Het tweestemmenstelsel

Bij een tweestemmenstelsel heeft de kiezer twee stemmen. Met de eerste stem wordt in elk district één afgevaardigde gekozen, met de tweede wordt de landelijke zetelverdeling bepaald. De helft van de afgevaardigden wordt via de eerste stem, de districtsstem, gekozen, de andere helft via landelijke lijsten.

Met de eerste stem wordt in een district op basis van een meerderheidsstelsel i één afgevaardigde gekozen. Hier geldt het principe: wie de meeste stemmen krijgt, is gekozen (ook al heeft hij of zij niet de absolute meerderheid behaalt). Je kan met andere woorden met bijvoorbeeld 30 procent van de stemmen worden gekozen. In Duitsland geldt dat ook partijen die minimaal 3 rechtstreekse zetels hebben behaald in het parlement komen.

De landelijke zetelverdeling gebeurt op basis van evenredige vertegenwoordiging.
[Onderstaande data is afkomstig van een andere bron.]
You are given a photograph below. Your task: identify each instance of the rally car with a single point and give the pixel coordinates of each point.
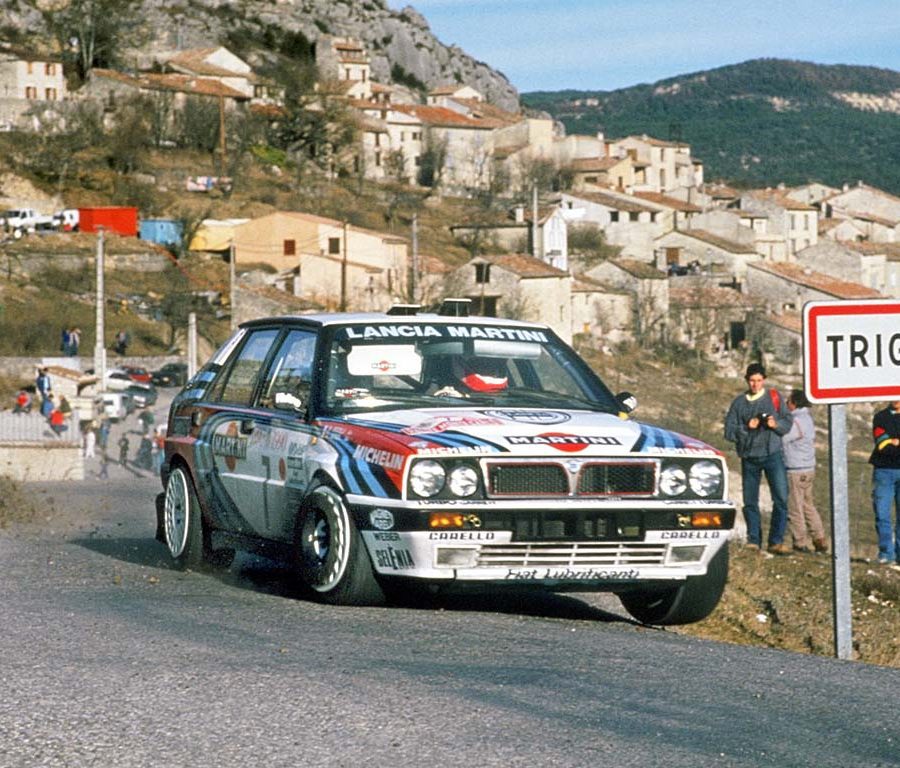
(381, 451)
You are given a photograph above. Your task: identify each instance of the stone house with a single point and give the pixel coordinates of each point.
(875, 212)
(852, 261)
(649, 288)
(327, 261)
(796, 222)
(711, 253)
(518, 286)
(601, 310)
(28, 81)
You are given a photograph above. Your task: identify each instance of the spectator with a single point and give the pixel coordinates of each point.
(23, 402)
(121, 343)
(799, 446)
(755, 423)
(42, 383)
(885, 459)
(58, 422)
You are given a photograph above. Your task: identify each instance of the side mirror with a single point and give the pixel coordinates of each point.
(627, 402)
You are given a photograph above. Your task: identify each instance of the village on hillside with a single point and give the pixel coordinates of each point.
(687, 260)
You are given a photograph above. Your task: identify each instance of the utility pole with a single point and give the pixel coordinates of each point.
(414, 277)
(344, 272)
(222, 131)
(100, 333)
(231, 283)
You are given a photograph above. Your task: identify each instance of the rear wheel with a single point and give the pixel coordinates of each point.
(332, 558)
(182, 523)
(691, 601)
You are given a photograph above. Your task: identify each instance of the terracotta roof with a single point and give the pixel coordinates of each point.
(595, 164)
(669, 202)
(779, 197)
(642, 270)
(720, 242)
(689, 294)
(526, 267)
(840, 289)
(199, 86)
(618, 203)
(790, 321)
(443, 117)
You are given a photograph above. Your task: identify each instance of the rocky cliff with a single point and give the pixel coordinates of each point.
(397, 41)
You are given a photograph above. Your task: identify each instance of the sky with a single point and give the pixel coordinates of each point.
(608, 44)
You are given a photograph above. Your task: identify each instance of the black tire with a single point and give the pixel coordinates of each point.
(331, 557)
(691, 601)
(182, 522)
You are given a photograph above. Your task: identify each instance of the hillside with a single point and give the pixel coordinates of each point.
(402, 48)
(757, 123)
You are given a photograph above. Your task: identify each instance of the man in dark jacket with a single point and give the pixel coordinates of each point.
(755, 423)
(885, 459)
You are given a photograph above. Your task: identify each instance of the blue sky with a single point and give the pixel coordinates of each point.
(609, 44)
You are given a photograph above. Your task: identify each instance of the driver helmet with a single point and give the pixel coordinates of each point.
(483, 374)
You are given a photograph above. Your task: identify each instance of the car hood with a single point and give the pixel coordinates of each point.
(519, 431)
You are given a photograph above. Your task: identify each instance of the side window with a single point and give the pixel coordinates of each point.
(290, 376)
(239, 381)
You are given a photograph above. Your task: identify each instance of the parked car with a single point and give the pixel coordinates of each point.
(377, 450)
(137, 373)
(170, 375)
(141, 394)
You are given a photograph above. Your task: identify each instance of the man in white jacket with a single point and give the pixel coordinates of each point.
(799, 448)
In principe tellen alle stemmen mee. In Duitsland geldt echter een kiesdrempel i van 5 procent. Alleen partijen die minimaal 5 procent van de stemmen halen, krijgen een zetel. Deze kiesdrempel is niet van toepassing bij partijen die op basis van de eerste stem (de districtsverkiezingen) minimaal 3 zetels hebben behaald.
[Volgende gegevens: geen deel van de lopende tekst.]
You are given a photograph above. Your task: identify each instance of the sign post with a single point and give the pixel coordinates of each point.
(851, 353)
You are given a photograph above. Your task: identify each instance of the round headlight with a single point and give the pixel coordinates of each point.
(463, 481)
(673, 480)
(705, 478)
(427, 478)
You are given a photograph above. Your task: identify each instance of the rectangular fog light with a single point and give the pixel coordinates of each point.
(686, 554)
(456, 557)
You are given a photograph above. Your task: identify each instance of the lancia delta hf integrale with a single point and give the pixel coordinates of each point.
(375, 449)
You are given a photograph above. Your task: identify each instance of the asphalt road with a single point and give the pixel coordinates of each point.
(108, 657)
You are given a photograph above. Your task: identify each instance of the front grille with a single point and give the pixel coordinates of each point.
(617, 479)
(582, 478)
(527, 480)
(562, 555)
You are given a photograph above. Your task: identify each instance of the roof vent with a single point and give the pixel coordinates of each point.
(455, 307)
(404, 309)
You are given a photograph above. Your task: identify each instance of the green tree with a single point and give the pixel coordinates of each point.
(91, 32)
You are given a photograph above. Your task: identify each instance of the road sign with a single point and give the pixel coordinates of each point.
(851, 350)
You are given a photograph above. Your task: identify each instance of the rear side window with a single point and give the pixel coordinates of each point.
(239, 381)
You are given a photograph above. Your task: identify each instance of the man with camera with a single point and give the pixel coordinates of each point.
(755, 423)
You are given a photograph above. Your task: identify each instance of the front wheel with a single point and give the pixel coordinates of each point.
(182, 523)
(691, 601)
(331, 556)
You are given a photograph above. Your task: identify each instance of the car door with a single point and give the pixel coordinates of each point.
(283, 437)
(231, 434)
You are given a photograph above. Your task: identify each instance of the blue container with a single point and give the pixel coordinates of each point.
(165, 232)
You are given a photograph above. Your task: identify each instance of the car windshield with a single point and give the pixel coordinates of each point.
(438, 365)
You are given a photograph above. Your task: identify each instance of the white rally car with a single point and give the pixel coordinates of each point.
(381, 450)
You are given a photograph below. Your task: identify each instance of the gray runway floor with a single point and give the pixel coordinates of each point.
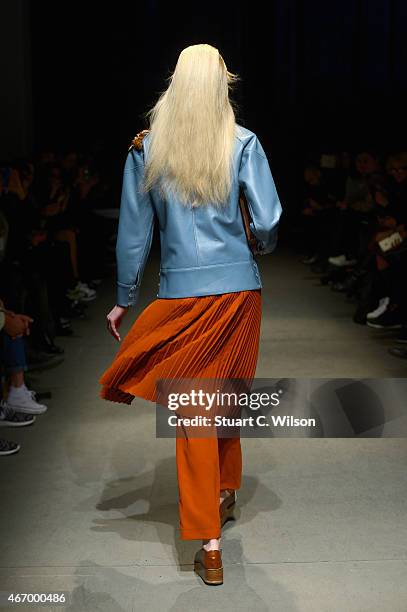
(89, 504)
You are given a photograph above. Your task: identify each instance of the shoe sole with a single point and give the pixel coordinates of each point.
(210, 576)
(378, 326)
(12, 424)
(27, 410)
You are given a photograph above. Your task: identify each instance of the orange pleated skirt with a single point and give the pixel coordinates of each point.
(212, 336)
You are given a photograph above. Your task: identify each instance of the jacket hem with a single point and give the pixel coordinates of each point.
(209, 280)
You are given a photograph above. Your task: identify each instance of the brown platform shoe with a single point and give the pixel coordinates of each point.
(227, 507)
(208, 565)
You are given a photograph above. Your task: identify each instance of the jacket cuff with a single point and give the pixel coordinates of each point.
(127, 295)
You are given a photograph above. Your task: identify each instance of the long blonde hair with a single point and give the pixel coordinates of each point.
(193, 130)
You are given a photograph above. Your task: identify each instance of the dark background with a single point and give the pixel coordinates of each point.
(316, 75)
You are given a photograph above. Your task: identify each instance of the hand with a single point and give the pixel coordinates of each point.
(17, 325)
(114, 319)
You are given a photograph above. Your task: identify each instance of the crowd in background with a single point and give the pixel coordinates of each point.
(55, 247)
(354, 222)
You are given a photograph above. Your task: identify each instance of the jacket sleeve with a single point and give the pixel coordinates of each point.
(262, 198)
(135, 231)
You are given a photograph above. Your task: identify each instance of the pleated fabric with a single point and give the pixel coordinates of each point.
(213, 336)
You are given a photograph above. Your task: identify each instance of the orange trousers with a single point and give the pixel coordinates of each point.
(205, 466)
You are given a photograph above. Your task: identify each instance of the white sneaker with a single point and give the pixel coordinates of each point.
(88, 293)
(22, 399)
(383, 303)
(340, 260)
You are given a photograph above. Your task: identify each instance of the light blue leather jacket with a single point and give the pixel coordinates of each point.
(204, 250)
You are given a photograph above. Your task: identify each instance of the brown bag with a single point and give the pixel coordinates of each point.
(251, 238)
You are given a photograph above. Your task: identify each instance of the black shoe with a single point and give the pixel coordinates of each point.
(12, 418)
(402, 337)
(8, 448)
(398, 351)
(36, 360)
(390, 319)
(63, 327)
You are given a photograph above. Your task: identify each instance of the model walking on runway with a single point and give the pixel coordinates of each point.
(184, 174)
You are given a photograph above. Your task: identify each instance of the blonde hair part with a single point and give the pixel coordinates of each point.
(193, 130)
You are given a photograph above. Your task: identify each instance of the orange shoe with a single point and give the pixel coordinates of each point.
(227, 507)
(208, 565)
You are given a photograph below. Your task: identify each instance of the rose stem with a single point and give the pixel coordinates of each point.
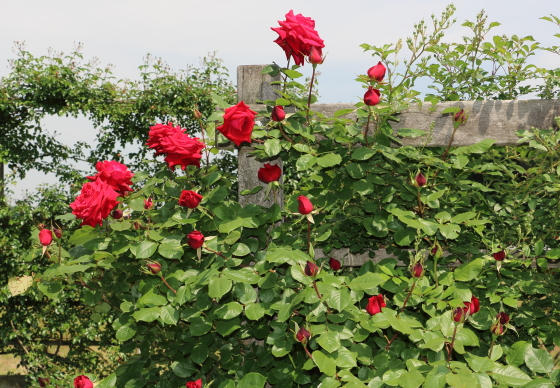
(310, 90)
(167, 284)
(452, 344)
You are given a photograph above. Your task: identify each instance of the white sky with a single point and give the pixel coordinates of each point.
(122, 32)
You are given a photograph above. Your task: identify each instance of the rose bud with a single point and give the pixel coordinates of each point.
(371, 97)
(82, 382)
(269, 173)
(503, 317)
(154, 268)
(334, 264)
(45, 237)
(500, 256)
(57, 232)
(417, 270)
(460, 117)
(497, 328)
(375, 304)
(459, 314)
(303, 335)
(194, 384)
(278, 113)
(195, 239)
(190, 199)
(377, 72)
(311, 269)
(315, 57)
(420, 180)
(305, 205)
Krijgt een partij meer direct gekozen afgevaardigden dan waarop het op basis van de tweede stem recht heeft, dan mag zij die extra zetels behouden. In Duitsland heten dit 'überhangmandaten'.

2.

Voorbeeld

Bij de verkiezingen brengen alle kiesgerechtigden twee stemmen uit. Er zijn 150 afgevaardigden, 75 daarvan worden via districten gekozen.
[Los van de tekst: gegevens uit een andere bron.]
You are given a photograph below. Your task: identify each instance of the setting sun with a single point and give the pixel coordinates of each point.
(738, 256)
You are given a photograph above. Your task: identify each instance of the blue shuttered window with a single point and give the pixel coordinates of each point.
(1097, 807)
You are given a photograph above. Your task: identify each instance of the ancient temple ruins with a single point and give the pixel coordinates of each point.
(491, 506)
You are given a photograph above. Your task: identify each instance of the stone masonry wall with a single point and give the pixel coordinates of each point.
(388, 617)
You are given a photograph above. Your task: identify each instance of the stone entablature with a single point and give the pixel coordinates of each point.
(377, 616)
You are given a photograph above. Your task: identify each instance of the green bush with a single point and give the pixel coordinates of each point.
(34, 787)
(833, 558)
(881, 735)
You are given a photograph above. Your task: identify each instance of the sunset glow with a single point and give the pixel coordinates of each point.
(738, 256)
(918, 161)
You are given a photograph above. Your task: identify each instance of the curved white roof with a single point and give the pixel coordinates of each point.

Partij A wint via districten 45 zetels

Partij B wint via districten 22 zetels

Partij C wint via districten 5 zetels

Partij I wint via districten 3 zetels

Op basis van de tweede stem is de zetelverdeling (in Duitsland zouden vanwege de kiesdrempel partij G en H overigens buiten de boot vallen).

Partij A:

44 zetels

Partij B:

42 zetels

Partij C:

28 zetels

Partij D:

9 zetels

Partij E:

9 zetels

Partij F:

8 zetels

Partij G:

6 zetels

Partij H:

5 zetels

Alle afgevaardigden van partij A zijn rechtstreeks gekozen. Partij A heeft zelfs 1 zetel meer gewonnen, dan waarop zij op grond van de tweede stem recht zou hebben. Dit is een zgn. 'überhangmandat' (een extra zetel), die de partij mag behouden. Het totale aantal zetels van het parlement wordt met 1 vermeerderd. (NB in Nederland is dat niet mogelijk, omdat de Grondwet bepaalt dat de Tweede Kamer i 150 leden telt).

Met de eerste stem is de helft van alle leden gekozen. Die zetels worden afgetrokken van het totale aantal zetels dat een partij krijgt, om te bepalen hoeveel afgevaardigden via de landelijke lijst zijn gekozen.

Van de 42 zetels die partij B heeft gekregen, worden er 22 bezet door kandidaten die rechtstreeks zijn gekozen, de overige 20 zetels worden door kandidaten van de landelijke lijst bezet. Bij partij C worden 5 van de 28 zetels bezet door direct gekozenen en de overige 23 zetels door personen die op de landelijke lijst stonden.

Partij I heeft 3 rechtstreekse zetels behaald. Ook dit zijn 'übermandaten', die het (althans in Duitsland) mag behouden. Het is in principe dus mogelijk dat een partij op basis van de evenredige vertegenwoordiging geen zetel behaalt, maar via gekozenen in districten toch in het parlement komt.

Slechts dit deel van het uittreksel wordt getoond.